One of Dr. King’s colleagues, Rev. James W. Lawson, a Methodist minister who still works tirelessly for justice here in Los Angeles, likes to say that if you want to understand King you must look at Jesus. Yes, he means that King was a committed Christian disciple, who understood the call of the gospel to advocacy for the oppressed and nonviolent resistance to injustice. King prayed as he picketed, he preached to presidents, and he challenged Christians to take their faith out to the streets.

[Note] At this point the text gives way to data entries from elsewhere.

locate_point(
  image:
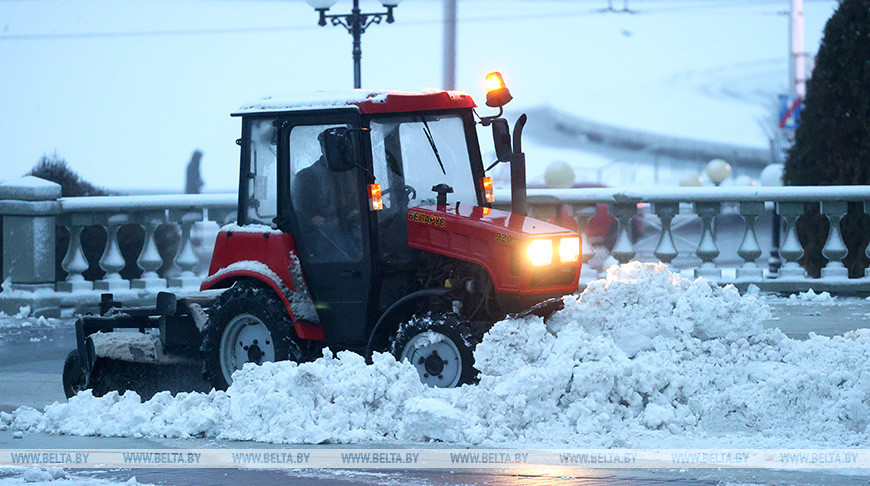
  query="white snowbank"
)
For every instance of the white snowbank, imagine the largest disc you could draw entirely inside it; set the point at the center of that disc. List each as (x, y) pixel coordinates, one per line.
(57, 477)
(811, 296)
(644, 358)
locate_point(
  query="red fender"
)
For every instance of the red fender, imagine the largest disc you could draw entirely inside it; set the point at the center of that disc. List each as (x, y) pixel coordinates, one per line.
(269, 257)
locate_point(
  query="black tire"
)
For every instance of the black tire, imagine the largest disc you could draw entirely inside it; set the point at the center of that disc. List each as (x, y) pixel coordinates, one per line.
(261, 303)
(74, 379)
(451, 327)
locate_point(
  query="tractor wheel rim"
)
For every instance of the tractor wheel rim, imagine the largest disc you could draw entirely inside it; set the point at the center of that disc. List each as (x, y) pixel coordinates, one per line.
(424, 349)
(245, 339)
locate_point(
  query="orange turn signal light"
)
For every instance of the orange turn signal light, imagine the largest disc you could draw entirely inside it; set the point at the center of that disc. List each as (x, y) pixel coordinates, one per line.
(486, 185)
(375, 201)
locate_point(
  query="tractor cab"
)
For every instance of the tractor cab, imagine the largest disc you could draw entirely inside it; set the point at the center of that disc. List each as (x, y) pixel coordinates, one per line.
(339, 171)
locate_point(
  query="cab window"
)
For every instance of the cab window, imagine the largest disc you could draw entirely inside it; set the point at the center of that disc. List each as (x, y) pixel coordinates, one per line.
(326, 202)
(262, 190)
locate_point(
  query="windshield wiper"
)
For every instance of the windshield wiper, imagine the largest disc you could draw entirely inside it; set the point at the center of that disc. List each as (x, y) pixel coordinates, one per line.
(432, 143)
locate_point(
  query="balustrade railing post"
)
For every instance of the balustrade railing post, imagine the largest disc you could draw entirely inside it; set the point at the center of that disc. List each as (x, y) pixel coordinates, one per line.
(791, 249)
(112, 260)
(707, 250)
(867, 250)
(666, 250)
(583, 213)
(749, 250)
(149, 258)
(186, 257)
(75, 263)
(835, 249)
(623, 250)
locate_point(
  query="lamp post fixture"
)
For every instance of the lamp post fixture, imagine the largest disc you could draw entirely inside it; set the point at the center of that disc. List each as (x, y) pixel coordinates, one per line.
(356, 23)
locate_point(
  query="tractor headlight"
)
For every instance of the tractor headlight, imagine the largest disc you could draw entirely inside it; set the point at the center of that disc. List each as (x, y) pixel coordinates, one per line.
(569, 250)
(541, 252)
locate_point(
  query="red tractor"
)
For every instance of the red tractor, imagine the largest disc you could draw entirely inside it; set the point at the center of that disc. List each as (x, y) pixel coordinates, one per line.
(364, 223)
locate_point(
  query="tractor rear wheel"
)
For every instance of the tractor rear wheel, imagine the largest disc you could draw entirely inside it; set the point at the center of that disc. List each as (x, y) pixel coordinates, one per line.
(440, 347)
(249, 324)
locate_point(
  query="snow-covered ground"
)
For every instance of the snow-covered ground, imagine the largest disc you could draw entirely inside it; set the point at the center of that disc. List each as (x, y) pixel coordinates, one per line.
(642, 359)
(57, 477)
(125, 91)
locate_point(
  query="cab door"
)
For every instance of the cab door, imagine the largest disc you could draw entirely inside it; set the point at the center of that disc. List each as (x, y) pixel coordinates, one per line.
(327, 213)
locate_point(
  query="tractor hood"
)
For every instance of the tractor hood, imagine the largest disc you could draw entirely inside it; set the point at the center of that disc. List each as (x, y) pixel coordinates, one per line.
(500, 242)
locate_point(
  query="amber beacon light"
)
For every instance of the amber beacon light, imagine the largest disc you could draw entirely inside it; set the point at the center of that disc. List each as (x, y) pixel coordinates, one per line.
(497, 93)
(375, 201)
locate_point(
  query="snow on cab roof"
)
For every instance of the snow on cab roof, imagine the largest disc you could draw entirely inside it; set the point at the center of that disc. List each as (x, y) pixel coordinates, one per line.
(364, 100)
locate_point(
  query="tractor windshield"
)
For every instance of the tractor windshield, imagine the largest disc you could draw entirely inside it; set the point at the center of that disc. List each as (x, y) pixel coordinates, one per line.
(412, 154)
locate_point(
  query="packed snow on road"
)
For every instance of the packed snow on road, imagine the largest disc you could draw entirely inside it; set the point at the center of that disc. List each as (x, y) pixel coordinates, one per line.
(643, 358)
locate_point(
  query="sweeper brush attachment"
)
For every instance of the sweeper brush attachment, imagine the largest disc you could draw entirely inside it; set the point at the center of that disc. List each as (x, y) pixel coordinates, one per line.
(141, 349)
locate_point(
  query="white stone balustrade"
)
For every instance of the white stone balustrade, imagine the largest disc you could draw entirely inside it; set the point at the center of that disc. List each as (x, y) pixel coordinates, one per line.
(35, 287)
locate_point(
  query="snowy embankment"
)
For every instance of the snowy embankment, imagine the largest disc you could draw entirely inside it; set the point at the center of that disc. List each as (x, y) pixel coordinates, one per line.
(644, 358)
(57, 477)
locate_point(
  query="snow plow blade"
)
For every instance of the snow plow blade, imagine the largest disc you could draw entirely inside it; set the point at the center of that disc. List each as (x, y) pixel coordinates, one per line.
(141, 349)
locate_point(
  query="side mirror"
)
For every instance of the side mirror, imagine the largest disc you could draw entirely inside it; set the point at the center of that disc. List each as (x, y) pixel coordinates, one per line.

But Lawson means more than that. There are uncomfortable parallels between the Jesus story and the ministry of King. Both came from ethnic minority communities who suffered great discrimination. Both spent time listening to the pain of the dispossessed and broken. Both worked to build social movements of commitment and conviction. Both proclaimed God’s justice in ways that got them into trouble with the authorities. Both were involved in dramatic public protests that resulted in arrest and jail. Both were deemed a threat to national security, and had their inner circles infiltrated by government informers. And both were killed by the authorities because of their work and witness.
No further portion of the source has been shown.